Similarly, I started Stephen Hunt's The Court of the Air, a Steampunky (actually more fantasy) tale of intrigue filled with airships, clanks, a mysterious ruling class with its own covert military organization, and underground - literally as well as figuratively - revolutionaries, but I got bogged down around page 100 and never generated the enthusiasm to pick up the book again. I'm about 90% convinced I should just give up, but my subborn streak has yet to let go of the last 10%.

I've gotten better recently about getting on with books that don't thrill me. I am willing to skim paragraphs or entire pages, slowing down to read a passage carefully only if it seems as though the passage is important to understanding the plot.

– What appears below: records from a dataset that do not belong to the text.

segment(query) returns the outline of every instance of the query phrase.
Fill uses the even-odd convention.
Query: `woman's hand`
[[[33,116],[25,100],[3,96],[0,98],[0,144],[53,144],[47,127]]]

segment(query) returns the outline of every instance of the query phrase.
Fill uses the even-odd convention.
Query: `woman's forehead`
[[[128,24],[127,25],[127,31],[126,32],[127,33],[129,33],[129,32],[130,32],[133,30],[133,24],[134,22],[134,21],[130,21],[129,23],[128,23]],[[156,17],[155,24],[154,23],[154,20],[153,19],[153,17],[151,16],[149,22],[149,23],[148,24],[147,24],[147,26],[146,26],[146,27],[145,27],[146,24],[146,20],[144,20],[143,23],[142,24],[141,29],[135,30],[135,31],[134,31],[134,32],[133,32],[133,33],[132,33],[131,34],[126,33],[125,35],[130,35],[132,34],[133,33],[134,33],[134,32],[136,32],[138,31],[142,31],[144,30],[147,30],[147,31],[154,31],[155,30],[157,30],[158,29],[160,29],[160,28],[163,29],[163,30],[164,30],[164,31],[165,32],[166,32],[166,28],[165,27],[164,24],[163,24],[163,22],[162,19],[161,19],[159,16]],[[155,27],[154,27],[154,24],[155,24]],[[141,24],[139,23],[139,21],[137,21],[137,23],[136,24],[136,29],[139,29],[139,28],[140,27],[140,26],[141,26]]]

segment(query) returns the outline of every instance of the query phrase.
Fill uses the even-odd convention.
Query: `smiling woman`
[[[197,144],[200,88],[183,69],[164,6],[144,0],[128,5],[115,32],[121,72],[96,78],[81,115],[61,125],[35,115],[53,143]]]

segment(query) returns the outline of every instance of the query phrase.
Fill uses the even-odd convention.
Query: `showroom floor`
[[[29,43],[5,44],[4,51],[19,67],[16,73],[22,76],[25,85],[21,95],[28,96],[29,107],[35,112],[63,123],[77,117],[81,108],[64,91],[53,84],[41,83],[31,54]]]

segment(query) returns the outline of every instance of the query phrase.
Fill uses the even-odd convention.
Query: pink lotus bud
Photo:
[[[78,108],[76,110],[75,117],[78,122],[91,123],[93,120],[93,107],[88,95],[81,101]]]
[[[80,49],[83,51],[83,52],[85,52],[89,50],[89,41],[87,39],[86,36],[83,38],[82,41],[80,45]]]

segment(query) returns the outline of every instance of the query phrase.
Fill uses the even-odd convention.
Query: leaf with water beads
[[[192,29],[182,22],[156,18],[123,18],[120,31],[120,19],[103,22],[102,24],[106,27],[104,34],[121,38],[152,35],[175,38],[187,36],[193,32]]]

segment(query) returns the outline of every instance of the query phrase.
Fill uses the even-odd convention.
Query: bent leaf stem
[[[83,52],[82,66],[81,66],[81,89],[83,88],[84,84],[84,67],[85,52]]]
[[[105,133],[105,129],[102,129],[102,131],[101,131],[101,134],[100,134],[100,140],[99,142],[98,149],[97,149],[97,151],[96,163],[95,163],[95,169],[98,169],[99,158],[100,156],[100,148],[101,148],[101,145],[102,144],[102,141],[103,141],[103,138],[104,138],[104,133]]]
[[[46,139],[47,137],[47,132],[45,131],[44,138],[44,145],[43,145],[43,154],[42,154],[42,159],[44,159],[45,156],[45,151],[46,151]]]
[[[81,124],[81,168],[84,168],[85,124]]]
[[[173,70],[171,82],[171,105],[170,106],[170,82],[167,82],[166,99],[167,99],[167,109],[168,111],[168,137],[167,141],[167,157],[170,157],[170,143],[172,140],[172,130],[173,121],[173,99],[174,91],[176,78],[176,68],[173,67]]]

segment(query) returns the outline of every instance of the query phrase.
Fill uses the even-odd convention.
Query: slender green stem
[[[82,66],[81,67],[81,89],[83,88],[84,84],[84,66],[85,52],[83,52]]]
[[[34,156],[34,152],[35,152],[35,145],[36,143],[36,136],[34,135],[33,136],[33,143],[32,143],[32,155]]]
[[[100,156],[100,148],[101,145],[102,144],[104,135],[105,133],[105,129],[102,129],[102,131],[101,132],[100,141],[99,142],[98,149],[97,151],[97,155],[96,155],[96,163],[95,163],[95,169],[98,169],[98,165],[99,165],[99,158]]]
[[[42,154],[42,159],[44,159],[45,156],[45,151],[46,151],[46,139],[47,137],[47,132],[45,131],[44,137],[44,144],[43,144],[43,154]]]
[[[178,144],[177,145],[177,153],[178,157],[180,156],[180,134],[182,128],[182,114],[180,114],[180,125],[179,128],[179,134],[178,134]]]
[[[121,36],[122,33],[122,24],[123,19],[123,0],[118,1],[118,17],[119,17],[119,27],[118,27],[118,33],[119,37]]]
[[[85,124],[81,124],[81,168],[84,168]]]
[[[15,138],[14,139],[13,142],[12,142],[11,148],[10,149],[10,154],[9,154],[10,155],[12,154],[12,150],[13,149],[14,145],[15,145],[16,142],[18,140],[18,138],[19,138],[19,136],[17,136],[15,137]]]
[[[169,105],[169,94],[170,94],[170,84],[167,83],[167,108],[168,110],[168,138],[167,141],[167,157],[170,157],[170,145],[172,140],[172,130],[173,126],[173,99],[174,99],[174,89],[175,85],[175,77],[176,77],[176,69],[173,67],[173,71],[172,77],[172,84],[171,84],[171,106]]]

This seems like cheating, but then I realize there will be no test.

I'm interested in how others deal with the less-than-enthralling books they start.

Now where did I put that nightcap?

* Can't editors do something about the scourge of barbell-weight books?

** See above for my lamentation about my poor memory.

*** Economists refer to this as the "sunk cost fallacy," as consumers or other economic actors should recognize that sunk costs are irrelevant to how to act going forward. Hey, just because I understand the fallacy doesn't mean I act rationally.